A multi-million-pound national trial using research lessons learned during the pandemic has been launched to rapidly identify effective treatments for severe flu.

The £2.9m REMAP-CAP trial will test multiple treatments on thousands of children and adults hospitalised with severe flu across 150 UK hospitals over the next two years.

REMAP-CAP, known as an adaptive platform trial, originally ran during the pandemic and found that tocilizumab could reduce mortality in people severely ill with Covid-19.

Clinical trials usually test individual treatments for a set amount of time, but in this model, treatments can be added, removed, and tested against each other, without having to stop and start trials.

Chief investigator Professor Anthony Gordon, an intensive care consultant at Imperial College Healthcare NHS Trust, said the UK might see more flu cases than usual this winter as the virus potentially resurged after the pandemic.

'We hope that our trial will help to find urgently needed flu treatments rapidly,” he said.

'Typically, you’d need a new trial for every treatment, which takes time. Instead, this type of trial keeps research rolling.'

Treatments tested will include the anti-viral drugs oseltamivir (Tamiflu) and baloxavir, as well as steroids and anti-inflammatory drugs found to be effective against Covid-19 in the original REMAP-CAP trial.
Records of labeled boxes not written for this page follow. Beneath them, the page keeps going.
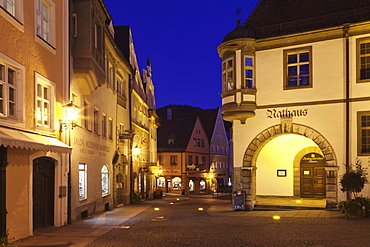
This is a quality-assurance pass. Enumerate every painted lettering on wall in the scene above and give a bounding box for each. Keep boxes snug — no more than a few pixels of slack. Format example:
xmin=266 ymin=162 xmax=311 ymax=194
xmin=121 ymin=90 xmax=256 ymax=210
xmin=266 ymin=108 xmax=308 ymax=118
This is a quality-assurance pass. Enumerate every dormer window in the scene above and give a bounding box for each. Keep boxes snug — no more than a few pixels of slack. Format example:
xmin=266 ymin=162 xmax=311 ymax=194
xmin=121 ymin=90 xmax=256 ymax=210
xmin=222 ymin=58 xmax=235 ymax=92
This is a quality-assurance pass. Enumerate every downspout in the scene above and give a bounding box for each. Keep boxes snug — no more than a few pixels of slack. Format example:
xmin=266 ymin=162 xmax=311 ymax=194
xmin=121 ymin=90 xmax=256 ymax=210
xmin=343 ymin=24 xmax=350 ymax=200
xmin=0 ymin=145 xmax=8 ymax=238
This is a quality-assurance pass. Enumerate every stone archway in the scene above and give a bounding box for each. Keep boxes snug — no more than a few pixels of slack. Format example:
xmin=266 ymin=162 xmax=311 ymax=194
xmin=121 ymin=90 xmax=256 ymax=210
xmin=240 ymin=119 xmax=338 ymax=210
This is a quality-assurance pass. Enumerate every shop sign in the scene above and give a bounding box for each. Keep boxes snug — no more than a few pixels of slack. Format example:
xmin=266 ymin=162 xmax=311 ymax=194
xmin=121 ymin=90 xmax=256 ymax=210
xmin=266 ymin=108 xmax=308 ymax=118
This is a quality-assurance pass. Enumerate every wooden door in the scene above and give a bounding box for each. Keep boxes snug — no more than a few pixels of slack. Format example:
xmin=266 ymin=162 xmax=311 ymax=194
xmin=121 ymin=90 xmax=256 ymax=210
xmin=33 ymin=157 xmax=55 ymax=231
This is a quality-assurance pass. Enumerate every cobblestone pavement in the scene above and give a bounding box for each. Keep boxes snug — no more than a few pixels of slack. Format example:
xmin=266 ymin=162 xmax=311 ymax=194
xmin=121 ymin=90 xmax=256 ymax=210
xmin=87 ymin=198 xmax=370 ymax=247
Treatments will be trialled alone, in combination and for different durations, with researchers examining outcomes including reduction in mortality and need for intensive care, as well as the effect on severe symptoms and length of hospital stay.

The trial is headed by researchers and clinicians from Imperial College London and Imperial College Healthcare NHS Trust, funded by the National Institute for Health and Care Research (NIHR) and delivered by the NIHR’s Clinical Research Network.
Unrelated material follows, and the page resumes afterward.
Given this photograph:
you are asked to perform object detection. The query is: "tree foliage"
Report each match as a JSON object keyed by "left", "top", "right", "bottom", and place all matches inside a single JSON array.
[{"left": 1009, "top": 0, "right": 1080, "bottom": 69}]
The study’s launch came as the UK Health and Security Agency (UKHSA) urged parents to ensure young children were vaccinated against the flu.

Latest data showed low vaccine uptake among two- to three-year-olds and high rates of under-fives hospitalised with the virus.
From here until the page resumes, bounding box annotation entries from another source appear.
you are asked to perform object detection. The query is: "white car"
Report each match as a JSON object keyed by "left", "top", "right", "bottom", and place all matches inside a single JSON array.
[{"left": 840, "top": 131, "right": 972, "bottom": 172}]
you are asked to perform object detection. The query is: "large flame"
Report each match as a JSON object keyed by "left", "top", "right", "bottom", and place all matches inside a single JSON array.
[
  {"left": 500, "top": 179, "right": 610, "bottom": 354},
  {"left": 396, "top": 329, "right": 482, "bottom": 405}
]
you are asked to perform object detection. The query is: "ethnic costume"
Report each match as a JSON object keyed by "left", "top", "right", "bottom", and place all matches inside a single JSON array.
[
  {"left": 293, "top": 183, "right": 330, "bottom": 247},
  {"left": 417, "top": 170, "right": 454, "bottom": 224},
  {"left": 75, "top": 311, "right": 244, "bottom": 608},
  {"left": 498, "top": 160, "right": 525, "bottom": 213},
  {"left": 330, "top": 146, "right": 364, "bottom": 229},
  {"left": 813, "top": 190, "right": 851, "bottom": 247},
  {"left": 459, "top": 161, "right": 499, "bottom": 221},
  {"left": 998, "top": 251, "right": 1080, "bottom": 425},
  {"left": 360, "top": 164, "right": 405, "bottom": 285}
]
Between 14 and 20 November, it was estimated that more 200 children under five were hospitalised suffering from serious complications caused by flu.

Dr Conall Watson, UKHSA consultant epidemiologist at UKHSA, said for the third week running hospitalisation rates among children under five have jumped up, with a 70% increase in just the last week [since 30 November].

'Flu is now circulating at higher levels than recent years and because of the pandemic restrictions most young children will not have encountered flu before. This means they will have no natural immunity and are therefore at even greater risk this year,' he said.

In September, the UK Health Security Agency (UKHSA) warned that the UK could face a ‘twindemic’ of Covid-19 and flu infections this winter, with both infections expected to circle widely.